It was that most atypical of a sun-kissed English afternoon, late in May 1999, with the uniquely iconic twin towers of Wembley gleaming above and beyond the dreamy gazes of everyone down below. Dripping with sweat but without a care in the world; were it not for the most unusual surroundings, Jandro (or Alex as he had by then become known), could quite happily have been sat outside his homely Altamira high-rise flats, dreaming of the local asphalt football pitch – crammed in poetically behind the community’s school.
Proudly wearing not only the immortalised blue and yellow kit of his adopted home, but also underneath the flag of his first homeland – he was arm in arm with Brian Laws, hoisting aloft the beautiful giant silver trophy, one handle each with seemingly indescribable joy. It was at that moment he realised just how far he had come since those heady days growing up in and amongst the Basque mountains; and didn’t the adoring masses know it too.
The newly released book chronicling Garcia’s heady rise to that zenith peak of success and beyond, simply titled ‘Scunthorpe Hasta La Muerte’ (Spanish for ‘Scunthorpe Till I Die’); paints and recreates a vivid picture of just how crazy this journey really was. From his own father’s extraordinarily brutal treatment at the hands of General Franco’s fascist security services, to his nervous arrival in North Lincolnshire via Manchester Airport, and even a promotion-sealing goal at Wembley; the book is a rollercoaster ride well worth diving straight into for an unashamedly white-knuckle ride across every page.

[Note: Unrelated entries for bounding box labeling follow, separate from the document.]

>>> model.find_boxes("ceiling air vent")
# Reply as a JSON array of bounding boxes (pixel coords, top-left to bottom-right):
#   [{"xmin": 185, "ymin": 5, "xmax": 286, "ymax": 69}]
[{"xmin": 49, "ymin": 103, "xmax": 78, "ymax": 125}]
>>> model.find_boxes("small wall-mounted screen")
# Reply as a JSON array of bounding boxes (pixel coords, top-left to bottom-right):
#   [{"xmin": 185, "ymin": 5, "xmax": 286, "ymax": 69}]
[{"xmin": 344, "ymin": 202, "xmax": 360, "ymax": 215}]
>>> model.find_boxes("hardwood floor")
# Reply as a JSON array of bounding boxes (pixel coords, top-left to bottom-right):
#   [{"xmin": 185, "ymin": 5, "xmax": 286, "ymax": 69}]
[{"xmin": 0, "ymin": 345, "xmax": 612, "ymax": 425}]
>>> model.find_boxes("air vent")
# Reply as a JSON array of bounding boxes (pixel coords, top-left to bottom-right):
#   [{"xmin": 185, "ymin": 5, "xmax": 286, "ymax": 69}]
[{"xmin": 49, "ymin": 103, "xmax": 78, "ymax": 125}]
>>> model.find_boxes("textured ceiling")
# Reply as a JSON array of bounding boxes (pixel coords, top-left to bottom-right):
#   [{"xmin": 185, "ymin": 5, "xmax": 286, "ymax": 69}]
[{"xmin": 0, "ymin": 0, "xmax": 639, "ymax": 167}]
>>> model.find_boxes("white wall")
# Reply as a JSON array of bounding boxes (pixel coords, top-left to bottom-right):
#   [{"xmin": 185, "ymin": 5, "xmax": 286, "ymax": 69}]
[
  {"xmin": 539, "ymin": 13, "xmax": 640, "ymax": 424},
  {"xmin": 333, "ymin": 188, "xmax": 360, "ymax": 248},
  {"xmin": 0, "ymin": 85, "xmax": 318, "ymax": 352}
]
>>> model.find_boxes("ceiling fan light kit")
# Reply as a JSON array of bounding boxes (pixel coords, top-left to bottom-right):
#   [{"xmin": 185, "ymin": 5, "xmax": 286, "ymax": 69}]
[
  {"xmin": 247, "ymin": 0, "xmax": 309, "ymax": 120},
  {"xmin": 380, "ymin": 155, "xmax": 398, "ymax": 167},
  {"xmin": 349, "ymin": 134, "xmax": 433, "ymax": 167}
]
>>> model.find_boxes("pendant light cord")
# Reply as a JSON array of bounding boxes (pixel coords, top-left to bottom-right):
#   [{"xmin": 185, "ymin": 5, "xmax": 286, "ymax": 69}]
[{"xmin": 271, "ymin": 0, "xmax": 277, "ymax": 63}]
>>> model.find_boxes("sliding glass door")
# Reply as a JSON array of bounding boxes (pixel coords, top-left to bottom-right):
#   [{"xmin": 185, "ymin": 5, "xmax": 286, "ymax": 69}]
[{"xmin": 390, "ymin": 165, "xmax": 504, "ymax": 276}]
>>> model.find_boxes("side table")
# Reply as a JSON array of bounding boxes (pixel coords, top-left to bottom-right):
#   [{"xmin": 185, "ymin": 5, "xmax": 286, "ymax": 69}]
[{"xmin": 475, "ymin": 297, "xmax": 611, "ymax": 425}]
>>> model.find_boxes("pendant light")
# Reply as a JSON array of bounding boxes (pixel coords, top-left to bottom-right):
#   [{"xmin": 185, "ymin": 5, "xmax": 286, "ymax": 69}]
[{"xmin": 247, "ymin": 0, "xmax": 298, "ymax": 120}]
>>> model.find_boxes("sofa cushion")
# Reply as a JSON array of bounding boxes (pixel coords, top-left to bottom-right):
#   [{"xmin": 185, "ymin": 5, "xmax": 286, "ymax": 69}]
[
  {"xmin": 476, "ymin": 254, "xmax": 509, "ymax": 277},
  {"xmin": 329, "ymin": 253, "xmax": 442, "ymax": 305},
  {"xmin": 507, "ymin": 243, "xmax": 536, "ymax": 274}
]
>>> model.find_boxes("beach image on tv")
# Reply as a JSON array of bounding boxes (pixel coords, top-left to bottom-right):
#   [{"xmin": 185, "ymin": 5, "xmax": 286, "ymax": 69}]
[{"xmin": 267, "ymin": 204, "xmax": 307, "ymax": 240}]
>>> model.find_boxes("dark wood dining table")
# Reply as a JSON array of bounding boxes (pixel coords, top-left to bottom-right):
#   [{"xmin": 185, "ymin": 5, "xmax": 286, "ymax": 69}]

Newly available here via deCoubertin Books, this piece of Scunthorpe United literary history was ably translated into English from its original Spanish by Madrid-based Iron fan Matthew Kennington – who deserves as much credit as anyone for ensuring that Iron fans old and new can enjoy either treasured memories from their own nostalgia, or whose parents and Grandparents still talk about.
Brilliantly brought to life by noted Spanish football journalist Iñigo Guruchaga, the foreword from the one and only Xabi Alonso is an unexpected highlight – whose own father managed Alex during his semi-professional stints playing in Spain, with Beasain and Eibar respectively. Waxing lyrical about the impression Alex’s early quality made on him, the world-cup winning midfielder’s homage to Alex sets the tone for an impressive see-saw of stories, rocking from one to another.
Very much also aimed at a wider audience, this book is by no means a statistical recollection – and nor should it be. So if you’re expecting a dissection of the minutiae of all 268 appearances for the Iron, you’re going to be disappointed – but the book is better for this. Brought alive by the stories and the broad brushstrokes, with both local and Spanish history liberally interspersed, it’s the stories of the Jerry Mahonys and John Staffs of this world that most effectively capture the colour of these idyllic years, not repeated arse-kickings at Sincil Bank.
So without providing too much detail for anyone not lucky enough to have read the book yet, it is these stories that bring the book to life. From Mark Lillis’ well-remembered St George’s Cross, to Paul Wilson’s questionable driving skills and Sean McAuley’s taco that are the gems beneath the hidden rough of lower-league football, especially life at Glanford Park.
Books of these kind when related to Scunthorpe United, especially those painting us and our community’s people in a positive light, are rarer than rocking horse manure. So definitely pick this one up if you possibly can, you won’t be disappointed – one of those reads that you simply won’t want to put down, no matter where and when you’re being transported via its pages.
After all – Scunny’s only indisputable foreign star, has got a few stories to tell – whilst waxing lyrical about just how much football is a game which commences at three o’clock on an English Saturday. And indeed, a certain Alex Calvo Garcia remains proud to proclaim “Scunthorpe Till I Die”.